I didn't get along with my mom as a kid, but as an adult I kept inventing reasons to not interact with her. My other family I've pushed away and am completely alienated from. They didn't abuse me or mistreat me, I just didn't even know how to keep a semi-relationship going.
I'm calm and collected around people, sometimes I even like making smalltalk with strangers but realize I'm not doing much of anything. My wife says I've robbed her of her happiness. I feel like I do love her and have told her constantly I do but when she has pressed me to put it into words the best I can do is I get a warm feeling that I can't put into words.
I would die for my wife to protect her and have told her but she doesn't even think I'm interested in her as a man. She's told my affection, is rare, robotic, or just lustful. I want desperately to make her happy and I can't seem to even be a person who's enjoyable to be around
I thought I could describe my emotions, sad is sad, angry is angry, it sounds silly for someone with an education but I couldn't really do it more justice.
I've suffered from a vagal response where I faint if I'm in a lot of pain or see blood or am having blood taken. I can't help but think I'm actually experiencing fear and because it's so rare I feel anything my body just collapses. I'm a cancer survivor who realized he wasn't that scared or even grateful when he got better and people around me were more emotional about it than I was.

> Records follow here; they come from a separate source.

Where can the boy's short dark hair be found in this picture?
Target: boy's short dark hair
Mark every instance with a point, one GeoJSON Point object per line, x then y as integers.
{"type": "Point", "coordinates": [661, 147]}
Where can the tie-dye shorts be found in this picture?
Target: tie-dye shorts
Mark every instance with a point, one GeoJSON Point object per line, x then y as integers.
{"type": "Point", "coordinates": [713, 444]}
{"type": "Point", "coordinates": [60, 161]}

I'm even a Catholic which means I'm obligated to love others and serve others and I'm embarrassed of how I have not.
I'm a grown mature adult who knows how to work, pay bills, drive, discuss political issues, vote, etc. But I can't seem to understand why I should just hang out on somebody's couch, drink beer, and maybe tell them I love them and I'm here for them. I'm lacking something fundamental in my head where it connects to my heart. I wish I knew what to do.